While the guidelines will offer a way to regulate transshipment, they are voluntary in nature, and so should be fully reflected in binding domestic policies and regional measures that have enforcement and penalty provisions.
Which key considerations highlighted in the FAO in-depth study require most attention?
All of the considerations have a role to play in improving the monitoring and control of transshipment activities. Authorizations have to become more transparent and publicly available. The sharing of authorizations is paramount to allow the other factors to work harmoniously. All other considerations depend on the availability of authorization data, which currently may be patchy or outdated. Timeliness of the publication of authorizations is crucial for their effective regulation. Once we have a grasp on the authorizations, we can make effective risk assessment and subsequent decisions on where to apply resources, where to deploy additional human or electronic monitoring or other new technology to validate the authorizations, and where to focus our enforcement assets.

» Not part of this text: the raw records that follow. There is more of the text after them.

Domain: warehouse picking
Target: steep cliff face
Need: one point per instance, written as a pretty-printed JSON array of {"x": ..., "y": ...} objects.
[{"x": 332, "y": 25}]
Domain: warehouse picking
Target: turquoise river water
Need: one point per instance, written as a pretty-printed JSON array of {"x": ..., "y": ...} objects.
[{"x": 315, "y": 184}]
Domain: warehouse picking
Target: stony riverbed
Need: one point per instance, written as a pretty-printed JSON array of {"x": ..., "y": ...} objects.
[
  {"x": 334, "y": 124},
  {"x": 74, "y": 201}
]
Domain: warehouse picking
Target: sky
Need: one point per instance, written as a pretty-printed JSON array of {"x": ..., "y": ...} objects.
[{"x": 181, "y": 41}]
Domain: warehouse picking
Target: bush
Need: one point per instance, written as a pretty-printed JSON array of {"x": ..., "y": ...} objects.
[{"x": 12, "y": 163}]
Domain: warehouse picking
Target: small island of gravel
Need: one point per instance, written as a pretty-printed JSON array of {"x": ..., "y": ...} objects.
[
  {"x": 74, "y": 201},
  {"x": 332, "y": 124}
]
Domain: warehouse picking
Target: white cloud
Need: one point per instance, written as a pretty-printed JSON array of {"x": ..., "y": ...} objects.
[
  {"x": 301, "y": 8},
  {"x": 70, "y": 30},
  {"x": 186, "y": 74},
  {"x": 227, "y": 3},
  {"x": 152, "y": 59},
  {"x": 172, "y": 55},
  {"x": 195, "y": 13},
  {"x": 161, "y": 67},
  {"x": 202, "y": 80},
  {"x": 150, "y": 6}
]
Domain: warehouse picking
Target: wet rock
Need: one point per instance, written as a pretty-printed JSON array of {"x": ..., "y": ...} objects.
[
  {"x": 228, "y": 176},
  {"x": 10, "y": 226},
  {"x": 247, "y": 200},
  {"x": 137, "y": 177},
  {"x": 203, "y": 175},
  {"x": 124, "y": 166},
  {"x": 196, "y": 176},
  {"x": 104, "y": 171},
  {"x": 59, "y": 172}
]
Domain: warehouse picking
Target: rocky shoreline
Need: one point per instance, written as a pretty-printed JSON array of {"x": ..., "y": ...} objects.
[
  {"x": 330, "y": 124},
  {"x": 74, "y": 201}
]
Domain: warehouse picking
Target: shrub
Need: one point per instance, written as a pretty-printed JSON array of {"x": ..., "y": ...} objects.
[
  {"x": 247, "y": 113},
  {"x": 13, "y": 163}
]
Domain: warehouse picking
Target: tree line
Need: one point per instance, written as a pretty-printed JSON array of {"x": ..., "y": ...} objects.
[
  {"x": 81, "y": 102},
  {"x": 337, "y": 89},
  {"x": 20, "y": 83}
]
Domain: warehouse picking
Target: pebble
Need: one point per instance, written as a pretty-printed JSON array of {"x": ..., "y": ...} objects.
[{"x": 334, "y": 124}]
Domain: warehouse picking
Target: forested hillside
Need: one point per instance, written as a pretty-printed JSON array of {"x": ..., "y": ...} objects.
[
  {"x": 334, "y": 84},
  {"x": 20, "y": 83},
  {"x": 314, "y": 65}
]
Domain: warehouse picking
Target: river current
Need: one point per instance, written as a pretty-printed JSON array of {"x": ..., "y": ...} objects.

There is ongoing assessment of what data is available now, where there are gaps, where transshipment is occurring and what reporting we are missing. But, we must consider the needs of developing States and those with limited resources, particularly in port. Enhanced regulations such as those developed by the FAO will assist inspectors in the monitoring and control of transshipment activities, and new and innovative technologies offer significant opportunities to assist with identifying encounters and loitering events. When combined with appropriate in-port training, these advances can help validate transshipment reporting.
An analysis of transshipment activities in port is another area that should be explored further. In doing so, we would not only increase effective enforcement response, but also aid transparency in fish supply chains. We should also focus on Flag States responsibilities, so that the burden does not always fall to the port States, which may have limited capacity for extensive in-port control processes.